The slk and slk_helpers commands behave very similar to known commands on the Linux terminal. Not all slk and slk_helpers commands are listed below. Please have a look into the slk manual and slk_helpers manual to get lists of all available commands.

  • slk archive and slk retrieve => cp (limited availability of slk retrieve, see Retrievals from tape)

  • slk list and slk_helpers list_search => ls

  • slk delete => rm

  • slk move and slk rename => mv

  • slk chmod => chmod

  • slk group => chgrp

  • slk owner => chown (only admins)

  • slk search and slk_helpers search_limited => find (slk search currently deactivated; please use slk_helpers search_limited)

  • slk_helpers mkdir => mkdir (slk archive automatically creates namespaces)

  • slk_helpers checksum -t sha512 => sha512sum

  • slk_helpers exists => test -e (also returns the resource id)

  • slk_helpers size => get file size, e.g. equal to stat --printf="%s"

What we know as a folder or directory is called namespace in StrongLink.

Note

slk retrieve is deactivated on the login nodes of Levante.

Warning

Please run archival/retrieval of large/many files on compute or interactive nodes and request 6GB of memory (--mem=6GB).

Warning

Please be aware that some slk commands do not print textual output to the SLURM log when used in batch jobs.
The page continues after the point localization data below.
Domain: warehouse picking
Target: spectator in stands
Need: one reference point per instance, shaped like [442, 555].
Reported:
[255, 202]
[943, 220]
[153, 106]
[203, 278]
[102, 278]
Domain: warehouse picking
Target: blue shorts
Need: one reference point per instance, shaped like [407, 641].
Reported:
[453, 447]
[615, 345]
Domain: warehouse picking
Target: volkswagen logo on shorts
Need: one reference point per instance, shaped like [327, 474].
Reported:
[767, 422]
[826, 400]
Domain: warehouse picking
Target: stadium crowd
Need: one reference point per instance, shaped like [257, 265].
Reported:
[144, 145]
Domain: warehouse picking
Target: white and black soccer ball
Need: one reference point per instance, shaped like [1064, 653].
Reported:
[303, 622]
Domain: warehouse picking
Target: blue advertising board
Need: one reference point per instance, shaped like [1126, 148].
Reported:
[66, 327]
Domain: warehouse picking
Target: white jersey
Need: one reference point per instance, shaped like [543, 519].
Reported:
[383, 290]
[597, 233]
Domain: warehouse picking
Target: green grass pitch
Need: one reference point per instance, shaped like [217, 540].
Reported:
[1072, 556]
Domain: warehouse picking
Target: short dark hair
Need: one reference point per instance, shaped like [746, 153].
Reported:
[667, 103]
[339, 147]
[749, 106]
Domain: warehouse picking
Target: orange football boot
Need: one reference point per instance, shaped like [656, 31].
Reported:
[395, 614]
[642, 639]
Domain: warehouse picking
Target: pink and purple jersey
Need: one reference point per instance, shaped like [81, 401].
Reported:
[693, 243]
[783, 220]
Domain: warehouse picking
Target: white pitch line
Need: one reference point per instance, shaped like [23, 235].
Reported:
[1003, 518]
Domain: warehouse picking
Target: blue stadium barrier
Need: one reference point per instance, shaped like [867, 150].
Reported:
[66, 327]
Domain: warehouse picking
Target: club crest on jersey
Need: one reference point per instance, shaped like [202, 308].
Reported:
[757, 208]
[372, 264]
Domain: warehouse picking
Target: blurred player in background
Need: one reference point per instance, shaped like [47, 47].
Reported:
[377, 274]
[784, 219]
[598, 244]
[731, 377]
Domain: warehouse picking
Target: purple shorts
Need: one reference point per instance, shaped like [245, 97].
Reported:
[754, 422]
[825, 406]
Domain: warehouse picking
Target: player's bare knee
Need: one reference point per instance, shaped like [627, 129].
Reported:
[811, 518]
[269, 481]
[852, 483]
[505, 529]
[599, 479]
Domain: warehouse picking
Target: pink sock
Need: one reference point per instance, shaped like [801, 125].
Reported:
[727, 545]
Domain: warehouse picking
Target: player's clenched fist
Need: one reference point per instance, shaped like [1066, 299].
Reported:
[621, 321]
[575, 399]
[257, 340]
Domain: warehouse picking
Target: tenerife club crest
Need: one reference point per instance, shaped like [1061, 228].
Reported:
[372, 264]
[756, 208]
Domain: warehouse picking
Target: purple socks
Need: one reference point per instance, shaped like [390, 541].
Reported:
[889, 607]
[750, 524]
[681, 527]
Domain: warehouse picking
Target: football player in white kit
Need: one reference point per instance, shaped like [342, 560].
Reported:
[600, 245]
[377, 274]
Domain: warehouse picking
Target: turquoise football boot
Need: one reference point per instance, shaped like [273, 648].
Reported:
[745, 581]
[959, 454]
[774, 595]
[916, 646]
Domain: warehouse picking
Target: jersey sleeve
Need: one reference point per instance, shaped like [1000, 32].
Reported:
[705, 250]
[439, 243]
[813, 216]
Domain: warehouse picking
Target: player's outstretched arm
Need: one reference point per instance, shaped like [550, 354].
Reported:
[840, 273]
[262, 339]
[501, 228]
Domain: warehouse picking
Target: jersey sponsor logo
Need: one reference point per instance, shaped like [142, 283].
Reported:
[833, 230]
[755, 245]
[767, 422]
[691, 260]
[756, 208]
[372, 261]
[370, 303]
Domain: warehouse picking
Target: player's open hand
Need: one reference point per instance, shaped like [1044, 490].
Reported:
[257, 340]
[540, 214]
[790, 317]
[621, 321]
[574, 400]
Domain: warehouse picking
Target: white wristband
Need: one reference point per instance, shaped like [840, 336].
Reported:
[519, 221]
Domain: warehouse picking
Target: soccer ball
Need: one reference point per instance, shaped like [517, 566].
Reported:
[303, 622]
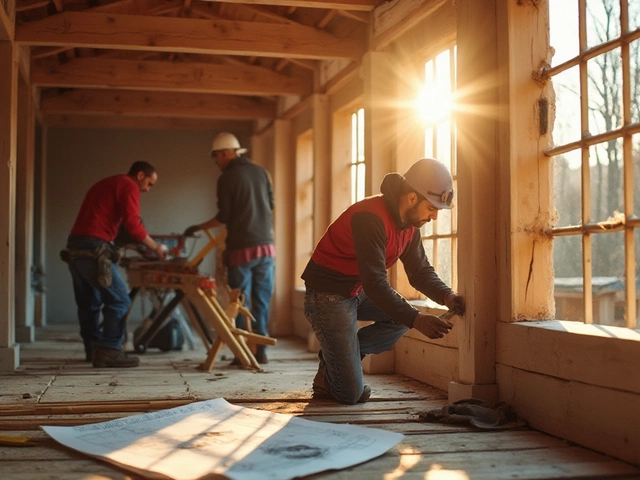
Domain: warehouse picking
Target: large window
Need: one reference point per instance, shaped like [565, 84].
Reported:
[436, 107]
[595, 72]
[358, 165]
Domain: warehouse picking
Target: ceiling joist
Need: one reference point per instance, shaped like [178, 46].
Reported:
[155, 104]
[223, 37]
[171, 76]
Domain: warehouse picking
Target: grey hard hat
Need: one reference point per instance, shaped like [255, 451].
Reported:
[431, 179]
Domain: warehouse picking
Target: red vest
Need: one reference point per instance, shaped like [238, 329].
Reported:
[336, 248]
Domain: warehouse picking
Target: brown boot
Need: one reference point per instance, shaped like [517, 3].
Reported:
[107, 358]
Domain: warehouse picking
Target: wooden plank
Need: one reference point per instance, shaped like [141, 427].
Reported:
[170, 34]
[600, 418]
[152, 75]
[573, 351]
[356, 5]
[95, 121]
[393, 18]
[156, 104]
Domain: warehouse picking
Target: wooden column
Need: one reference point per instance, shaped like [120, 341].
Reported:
[480, 154]
[379, 117]
[285, 194]
[321, 124]
[24, 215]
[9, 350]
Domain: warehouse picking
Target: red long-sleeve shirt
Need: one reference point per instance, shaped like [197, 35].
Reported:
[107, 204]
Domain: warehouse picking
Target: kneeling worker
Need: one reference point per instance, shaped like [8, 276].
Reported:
[346, 278]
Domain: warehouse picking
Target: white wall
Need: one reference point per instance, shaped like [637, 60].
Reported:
[184, 194]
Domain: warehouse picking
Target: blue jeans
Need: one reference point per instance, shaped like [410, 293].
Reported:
[255, 280]
[334, 320]
[90, 298]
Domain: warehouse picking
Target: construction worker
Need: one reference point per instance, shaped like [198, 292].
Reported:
[346, 278]
[92, 258]
[245, 207]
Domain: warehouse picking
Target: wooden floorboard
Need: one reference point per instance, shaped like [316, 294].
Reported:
[54, 386]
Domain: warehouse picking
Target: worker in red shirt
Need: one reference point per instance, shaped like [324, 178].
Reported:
[346, 279]
[92, 258]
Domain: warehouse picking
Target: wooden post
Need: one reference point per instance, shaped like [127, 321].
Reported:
[24, 215]
[480, 190]
[9, 350]
[284, 186]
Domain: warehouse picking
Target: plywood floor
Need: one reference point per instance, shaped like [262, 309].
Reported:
[54, 386]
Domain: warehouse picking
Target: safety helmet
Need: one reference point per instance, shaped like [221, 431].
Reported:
[431, 179]
[226, 141]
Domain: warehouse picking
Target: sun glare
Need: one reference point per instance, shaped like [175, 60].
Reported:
[434, 104]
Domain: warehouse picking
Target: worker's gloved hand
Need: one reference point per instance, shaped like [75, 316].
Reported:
[191, 230]
[162, 250]
[431, 326]
[455, 303]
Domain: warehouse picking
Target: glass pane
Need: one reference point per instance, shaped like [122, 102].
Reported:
[566, 127]
[443, 266]
[605, 92]
[634, 15]
[361, 135]
[563, 20]
[444, 222]
[567, 264]
[605, 164]
[428, 248]
[608, 277]
[603, 21]
[567, 188]
[443, 148]
[360, 185]
[634, 63]
[635, 147]
[354, 139]
[428, 143]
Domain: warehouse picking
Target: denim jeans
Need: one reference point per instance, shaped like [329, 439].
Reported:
[255, 279]
[91, 298]
[334, 320]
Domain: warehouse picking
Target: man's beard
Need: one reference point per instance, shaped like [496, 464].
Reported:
[413, 217]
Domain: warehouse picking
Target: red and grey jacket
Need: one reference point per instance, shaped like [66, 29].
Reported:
[362, 243]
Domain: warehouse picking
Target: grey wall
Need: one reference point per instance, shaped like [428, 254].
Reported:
[76, 158]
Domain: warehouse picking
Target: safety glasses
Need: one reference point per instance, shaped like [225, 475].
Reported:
[445, 197]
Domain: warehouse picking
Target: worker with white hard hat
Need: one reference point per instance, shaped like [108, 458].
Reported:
[245, 208]
[346, 278]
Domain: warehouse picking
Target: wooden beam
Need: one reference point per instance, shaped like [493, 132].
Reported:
[394, 18]
[358, 5]
[118, 121]
[187, 35]
[6, 23]
[172, 76]
[155, 104]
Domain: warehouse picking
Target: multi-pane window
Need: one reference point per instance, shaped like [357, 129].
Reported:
[436, 108]
[595, 72]
[357, 156]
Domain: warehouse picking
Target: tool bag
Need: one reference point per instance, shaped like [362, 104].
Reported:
[169, 337]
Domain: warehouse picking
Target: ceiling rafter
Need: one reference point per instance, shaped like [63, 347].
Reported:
[137, 32]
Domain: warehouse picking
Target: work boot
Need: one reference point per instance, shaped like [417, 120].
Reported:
[108, 358]
[88, 353]
[261, 355]
[321, 390]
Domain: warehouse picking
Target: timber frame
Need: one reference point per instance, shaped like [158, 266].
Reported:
[276, 70]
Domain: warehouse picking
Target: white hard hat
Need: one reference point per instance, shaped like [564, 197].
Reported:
[431, 179]
[227, 141]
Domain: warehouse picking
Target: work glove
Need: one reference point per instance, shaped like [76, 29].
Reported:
[191, 230]
[161, 251]
[431, 326]
[455, 303]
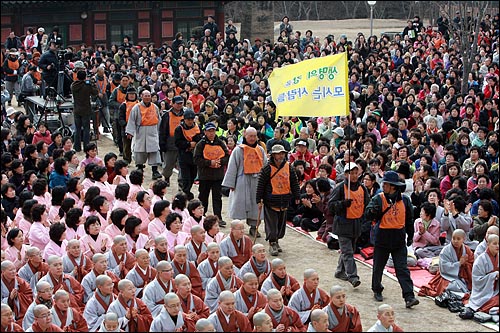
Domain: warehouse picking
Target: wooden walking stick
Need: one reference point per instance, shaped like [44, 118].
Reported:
[258, 221]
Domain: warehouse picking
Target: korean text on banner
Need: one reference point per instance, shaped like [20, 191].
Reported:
[312, 88]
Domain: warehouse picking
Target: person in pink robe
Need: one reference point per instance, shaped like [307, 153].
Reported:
[100, 176]
[94, 240]
[156, 227]
[16, 250]
[143, 210]
[135, 238]
[196, 211]
[117, 226]
[39, 231]
[173, 233]
[57, 244]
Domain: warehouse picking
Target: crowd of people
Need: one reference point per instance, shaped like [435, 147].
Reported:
[411, 171]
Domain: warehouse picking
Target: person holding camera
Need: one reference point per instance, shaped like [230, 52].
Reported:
[48, 64]
[82, 90]
[348, 202]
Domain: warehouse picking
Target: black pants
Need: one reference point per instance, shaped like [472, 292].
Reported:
[188, 172]
[204, 191]
[380, 257]
[275, 224]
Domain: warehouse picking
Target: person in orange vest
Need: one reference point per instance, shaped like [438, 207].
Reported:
[211, 156]
[116, 98]
[347, 203]
[125, 109]
[143, 125]
[276, 187]
[393, 212]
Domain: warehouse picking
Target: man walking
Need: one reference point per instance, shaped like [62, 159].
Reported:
[245, 163]
[82, 89]
[394, 215]
[277, 185]
[348, 202]
[143, 126]
[211, 157]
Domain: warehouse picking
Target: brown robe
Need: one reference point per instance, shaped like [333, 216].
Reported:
[78, 324]
[24, 296]
[201, 309]
[290, 318]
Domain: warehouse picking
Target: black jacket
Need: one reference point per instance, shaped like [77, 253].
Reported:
[265, 188]
[205, 172]
[81, 97]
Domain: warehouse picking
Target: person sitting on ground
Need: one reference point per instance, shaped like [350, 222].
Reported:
[455, 268]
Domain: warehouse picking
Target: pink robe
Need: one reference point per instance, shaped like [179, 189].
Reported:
[53, 249]
[125, 205]
[87, 242]
[143, 214]
[132, 245]
[156, 228]
[12, 254]
[39, 235]
[175, 239]
[112, 231]
[191, 222]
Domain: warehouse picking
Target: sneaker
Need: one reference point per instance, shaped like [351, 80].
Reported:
[378, 297]
[355, 282]
[273, 249]
[411, 302]
[341, 276]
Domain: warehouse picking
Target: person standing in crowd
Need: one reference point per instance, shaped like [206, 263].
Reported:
[348, 202]
[211, 156]
[143, 126]
[187, 135]
[393, 233]
[276, 187]
[82, 89]
[169, 122]
[245, 163]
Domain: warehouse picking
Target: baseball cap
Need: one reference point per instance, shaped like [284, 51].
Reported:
[208, 126]
[177, 99]
[189, 114]
[350, 166]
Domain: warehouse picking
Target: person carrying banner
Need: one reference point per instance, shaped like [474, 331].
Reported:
[276, 186]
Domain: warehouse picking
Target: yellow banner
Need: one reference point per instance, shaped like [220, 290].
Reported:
[312, 88]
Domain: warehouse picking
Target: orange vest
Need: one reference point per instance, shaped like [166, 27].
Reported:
[253, 160]
[190, 133]
[280, 180]
[357, 206]
[213, 152]
[149, 117]
[128, 107]
[173, 122]
[395, 217]
[120, 96]
[14, 65]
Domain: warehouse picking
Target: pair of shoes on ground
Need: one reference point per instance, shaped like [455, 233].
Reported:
[273, 249]
[253, 231]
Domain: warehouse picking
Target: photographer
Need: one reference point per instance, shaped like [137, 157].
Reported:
[48, 63]
[82, 90]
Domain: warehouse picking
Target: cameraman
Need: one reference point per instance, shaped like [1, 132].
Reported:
[48, 63]
[82, 90]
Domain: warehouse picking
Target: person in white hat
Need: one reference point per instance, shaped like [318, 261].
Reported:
[9, 122]
[277, 185]
[348, 201]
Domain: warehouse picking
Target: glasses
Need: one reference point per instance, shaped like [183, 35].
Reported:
[45, 315]
[174, 306]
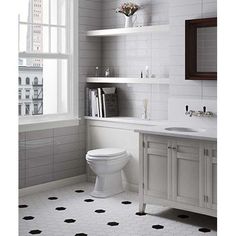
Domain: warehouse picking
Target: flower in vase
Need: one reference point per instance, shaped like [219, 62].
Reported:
[128, 9]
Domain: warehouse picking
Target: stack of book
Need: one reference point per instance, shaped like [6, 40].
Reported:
[101, 102]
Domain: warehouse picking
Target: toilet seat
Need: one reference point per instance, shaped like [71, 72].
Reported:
[106, 153]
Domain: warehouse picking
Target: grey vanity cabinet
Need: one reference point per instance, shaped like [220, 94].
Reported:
[186, 173]
[210, 156]
[179, 173]
[156, 170]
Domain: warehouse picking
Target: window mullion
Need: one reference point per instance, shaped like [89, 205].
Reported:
[49, 27]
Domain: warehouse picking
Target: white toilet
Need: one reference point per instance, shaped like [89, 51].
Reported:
[107, 164]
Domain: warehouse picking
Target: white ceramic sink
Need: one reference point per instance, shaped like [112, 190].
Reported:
[183, 129]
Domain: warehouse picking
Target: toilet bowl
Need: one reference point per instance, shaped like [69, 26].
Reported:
[107, 164]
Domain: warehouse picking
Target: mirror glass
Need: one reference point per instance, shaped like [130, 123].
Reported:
[207, 49]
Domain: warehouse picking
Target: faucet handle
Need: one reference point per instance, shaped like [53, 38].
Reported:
[186, 108]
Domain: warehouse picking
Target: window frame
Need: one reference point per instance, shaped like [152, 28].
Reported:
[71, 117]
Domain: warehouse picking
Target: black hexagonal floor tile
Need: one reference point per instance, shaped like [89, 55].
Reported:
[100, 211]
[112, 223]
[23, 206]
[89, 200]
[158, 227]
[69, 221]
[79, 191]
[140, 213]
[28, 218]
[36, 231]
[60, 208]
[52, 198]
[183, 216]
[204, 230]
[126, 202]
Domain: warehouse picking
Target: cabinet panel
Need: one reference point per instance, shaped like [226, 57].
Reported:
[211, 181]
[156, 162]
[186, 169]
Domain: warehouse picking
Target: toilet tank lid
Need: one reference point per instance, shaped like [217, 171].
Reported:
[107, 152]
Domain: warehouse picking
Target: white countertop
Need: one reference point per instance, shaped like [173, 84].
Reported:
[158, 128]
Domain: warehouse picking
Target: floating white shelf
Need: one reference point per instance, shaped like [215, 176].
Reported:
[117, 80]
[125, 31]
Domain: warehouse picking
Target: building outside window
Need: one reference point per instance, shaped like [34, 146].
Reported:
[35, 109]
[27, 94]
[27, 109]
[35, 93]
[27, 81]
[19, 94]
[19, 109]
[36, 80]
[46, 53]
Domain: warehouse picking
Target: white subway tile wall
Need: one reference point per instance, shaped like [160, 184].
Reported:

Please capture the exit code $? of slk as described in the slk in SLURM jobs.

Load slk module

The slk is available as module on all Levante nodes. Just do

$ module load slk

to load the most recent slk version. If you wish to use a specific old release (e.g. slk version 3.3.21), please do

$ module load slk/3.3.21

slk memory footprint

slk archive and slk retrieve might use up to 4 GB of memory and cause high CPU load when large files or many files are archived/retrieved. Running these tasks on the login nodes might affect other users working on these nodes. Hence, we encourage all users to perform these tasks on nodes of the compute, interactive or shared partitons and with sufficient amount of memory allocated. In order to account for overhead and similar, 6 GB of memory should be allocated in the job script via --mem=6GB (examples: Batch Script Examples; --mem in sbatch Manual: https://slurm.schedmd.com/sbatch.html#OPT_mem).

slk data transfer rate

Transferring files with a single call of slk archive or slk retrieve reaches transfer rates of up to 1 GB/s and might even slightly exceed this rate under favorable conditions. The transfer rate can be lower if the StrongLink constellation is under high load. Running _several_ slk archive or slk retrieve in parallel on one node will not necessarily increase the total transfer rate because at some point the transfer rate is limited by the hardware. We are still lacking experience on how many parallel slk archive / retrieve are still reasonable. Generally, please avoid running too many individual parallel calls of slk retrieve but try to bundle the retrieval of individual files as suggested in search and retrieval of search results. If you run several calls of slk in parallel, please make sure to allocate sufficient memory.

slk in SLURM jobs

Please capture the exit code ($?) of each slk command which is run in a SLURM/batch job because some slk commands do not print textual output when used in batch jobs (see How do I capture exit codes?; example: example batch scripts).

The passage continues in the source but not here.